Contrado Digital

How I Built SimpleSitemapGenerator.org in a Weekend

Whilst working in the SEO industry there are time when certain tools would make your life easier and you just can’t quite find a tool that does the job that you need. This is one occasion where I was looking for a simple sitemap generator and all of the tools that I could find were either limiting the number of URLs which could be contained to a really small number or didn’t allow me to tell the tool what the URLs actually were.

So that I why I built SimpleSitemapGenerator.org over a weekend. I’m sure there will be sitemap tools which can achieve a similar result out there that I simply have found but my patience was wearing thin searching

Was it difficult? Not really. It was just working through some basic logic to build in exactly what I needed. Below explains how I built the tool.

 

What is it built with?

Simple Sitemap Generator is built on a Java platform running on an Apache Tomcat web server. Why? Because I know Java. The exact same task could be achieved using any programming language you choose if you require. My referred method of developing websites is using the Integrated Development Environment (IDE) called NetBeans.

Some hardcore programmers always prefer not to use these types of tools as they can get their self tied in knots sometimes which require a deeper understanding to untangle – so if you only use these tools you may find it difficult to figure out what is wrong. Personally, I prefer to make my life as simple as possible – why make things more difficult than they have to be to achieve the task in hand?

 

 

How does it work?

Quite simply really, the list of URLs are parsed using a Java program behind the scenes which separates all URLs by the new line character. The other items including the change frequency, last modified and the priority are also picked up from the main form then used in the program.

The program ultimately just runs through each of the URLs within the list (up to a maximum of 50,000 URLs due to this limitation within XML sitemaps) and wraps the correct tags around each item based on the latest XML sitemap specification.

Below is a simple diagram about how the program uses the data which has been entered on the form so you can see how the logic works in the program. I have excluded any of the Java code so it is a little easier to understand for the non-technical people.

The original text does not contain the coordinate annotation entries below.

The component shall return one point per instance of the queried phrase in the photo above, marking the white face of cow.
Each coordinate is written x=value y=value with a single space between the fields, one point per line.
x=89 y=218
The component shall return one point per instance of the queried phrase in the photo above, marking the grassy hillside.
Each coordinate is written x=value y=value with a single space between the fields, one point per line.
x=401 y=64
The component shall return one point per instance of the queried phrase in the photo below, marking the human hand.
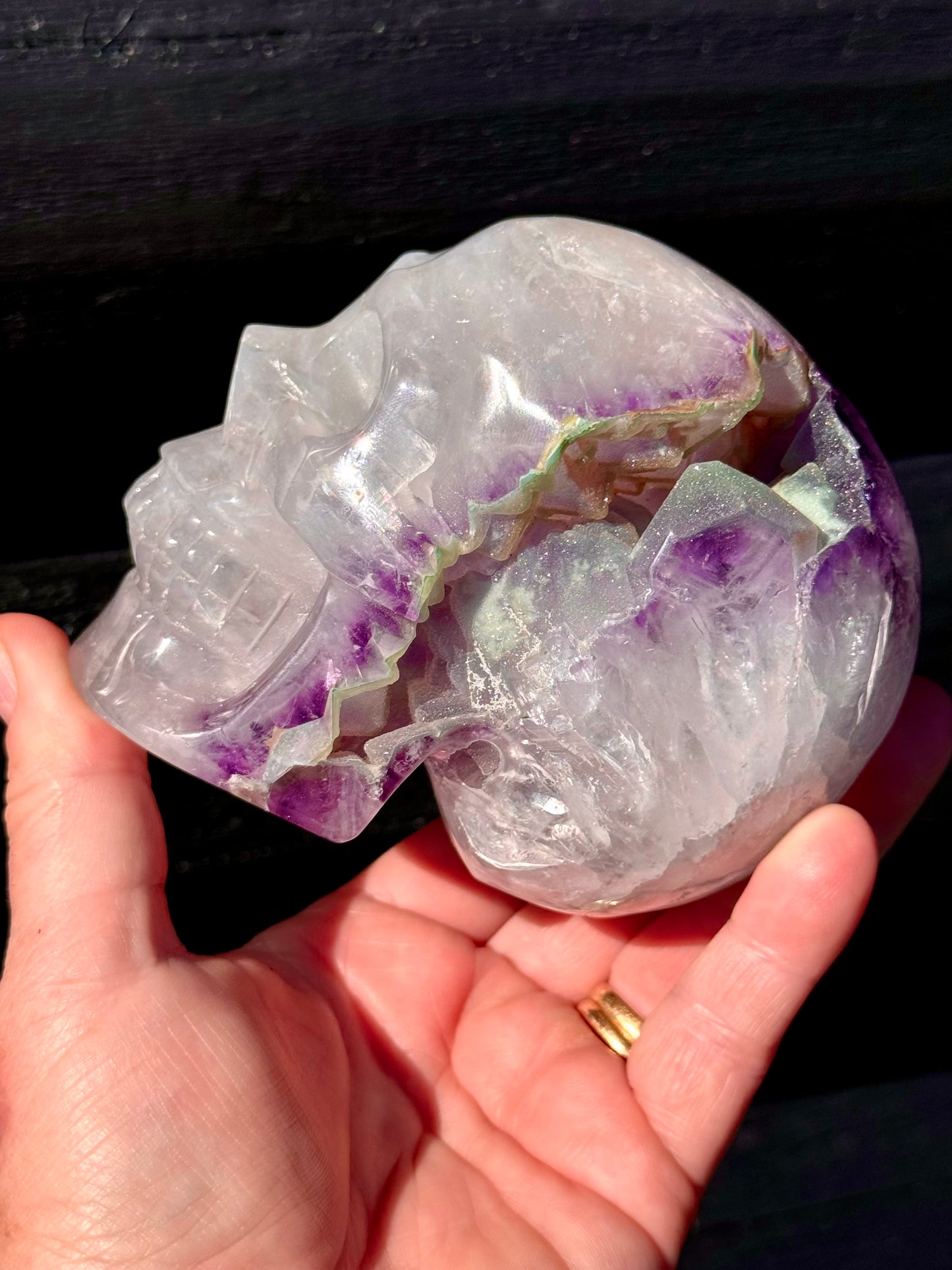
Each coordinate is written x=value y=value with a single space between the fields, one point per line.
x=397 y=1078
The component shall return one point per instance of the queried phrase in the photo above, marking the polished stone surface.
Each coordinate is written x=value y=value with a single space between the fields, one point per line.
x=557 y=512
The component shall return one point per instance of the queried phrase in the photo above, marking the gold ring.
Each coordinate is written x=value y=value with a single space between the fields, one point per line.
x=612 y=1019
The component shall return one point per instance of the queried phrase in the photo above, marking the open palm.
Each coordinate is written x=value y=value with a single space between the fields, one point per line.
x=397 y=1078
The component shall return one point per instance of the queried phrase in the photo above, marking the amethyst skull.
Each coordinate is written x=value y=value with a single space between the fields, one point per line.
x=559 y=513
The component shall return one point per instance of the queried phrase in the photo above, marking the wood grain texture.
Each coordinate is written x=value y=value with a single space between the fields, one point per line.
x=168 y=131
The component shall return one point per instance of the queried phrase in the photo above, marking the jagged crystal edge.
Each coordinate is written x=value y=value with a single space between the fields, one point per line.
x=275 y=634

(click on image for a larger view)

 

 

Then the sitemap is complete! So it is just about displaying that nicely to the user.

 

How did you design the logo?

I am not a big fan of designing anything and I am very poor at doing so. My preferred method of developing logos and nice graphics is using Microsoft Word combined with Paint.Net to achieve a few nicer effects if needed.

Why do I use these tools? Because using the more advanced tools are way beyond my skill set and I don’t have the time or desire to try and master these. The basics serve my purposes for the time being but not to say that I may not learn in the future – just not in the near future.

 

Why didn’t you build in a website scraper?

A lot of other sitemap generator tools have built in website scrapers and can identify all URLs on your website easily, although these are always limited by the number of URLs they can crawl. There are several reasons why I didn’t build in a web scraper to the tool;

The first reason being that by having a website that crawls the whole of a website leaves the tool open to abuse by people wanting to attack certain websites by making the tool send thousands of requests towards a certain website. This is more commonly known as a Denial of Service (DOS) attack. This amount of requests can bring websites to their knees or totally offline.

If I built in a scraper function into the tool then it would be very simple for someone to enter in “www.website.com” into the scraper tool and press ‘go’ and continue doing the same in endless tabs in their browser. The result from which would be thousands of requests going to www.website.com. There is always ways to get around this type of abuse but this requires more time to build into the tool.

The second reason why I didn’t build a web scraper into the tool is because there are already really good tools out there that can do this for you, namely Xenu Link Sleuth. Why re-invent the wheel?

I primarily built this tool for myself as I will find it useful as I work on a lot of different websites, so it makes my life simpler. I can quickly identify all URLs on a website using Xenu so I didn’t need to go re-designing this as I can simply use a combination of tools to achieve the task which works out quicker.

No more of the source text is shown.